Solving xy-3x+4y=12

[apple2357]

I am trying to get my head around how to express the solution to

xy-3x+4y=12

I can see how to factorise this to get

xy-3x+4y-12=0

(x+4)(y-3)=0

so x=-4 or y= 3?

But when x=-4, y can be anything ( by substituting back into the first equation), So do i express the solutions as (-4, y)

and (x, 3) if it was pairs of solutions i was interested in?

So are there infinite solutions to this problem?

 

[apple2357]

Also, something else i don't understand.

I could approach the above problem in a different way and rearrange for x ( say) to get

x(y-3) = 12-4y
x = 4(3-y)/(y-3) so x=-4 but y cannot equal 3 ?

How does this not confirm the above?

Am i doing two different things?

 

[lev888]

S(x,y)=xy-3x+4y-12 is a surface in 3d space.
When you solve S=0 you find where the surface intersects the z=0 plane. And the solution is 2 lines: -4,y,0 and x,3,0 (infinite number of points).

 

[mmm4444bot]

Consider: x + y = 12

One equation; two variables; infinite solutions possible.

 

[Steven G]

I am trying to get my head around how to express the solution to

xy-3x+4y=12

I can see how to factorise this to get

xy-3x+4y-12=0

(x+4)(y-3)=0

so x=-4 or y= 3?

But when x=-4, y can be anything ( by substituting back into the first equation), So do i express the solutions as (-4, y)

and (x, 3) if it was pairs of solutions i was interested in?

So are there infinite solutions to this problem?

Yes, everything that you said is true. Good job. Sometimes answers are strange looking. This is the property or zero. Any number times zero = 0. Consider (x-5)(x-6)=0 We can immediately say that x=6 is a solution without even knowing what 6-5 equals! In your example you have (x+4)(y-3)=0. Clearly y=3 is a solution while x-3 we don't care what it equals. This time (unlike my example above) x-3 is NOT a function of y and as a result of this, x can be any value.Please think about all this and ask any question you might have.

 

[Harmless Drudge]

I am trying to get my head around how to express the solution to

xy-3x+4y=12

I can see how to factorise this to get

xy-3x+4y-12=0

(x+4)(y-3)=0

so x=-4 or y= 3?

But when x=-4, y can be anything ( by substituting back into the first equation), So do i express the solutions as (-4, y)

and (x, 3) if it was pairs of solutions i was interested in?

So are there infinite solutions to this problem?

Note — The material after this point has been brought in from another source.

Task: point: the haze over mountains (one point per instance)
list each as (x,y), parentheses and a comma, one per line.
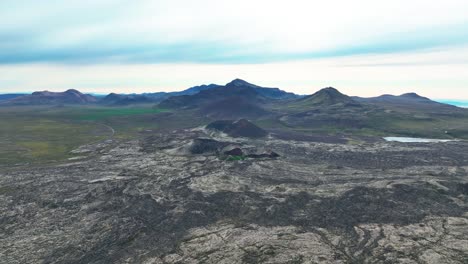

The intersection of an unbounded surface with an unbounded plane will often have an infinite number of points as solutions, comprising and expressed as curves. In this case, those curves are formed as lines. You've described the intersections by parameters. You might be expected to use a specific syntax or notation, but you've cracked the nut entirely already.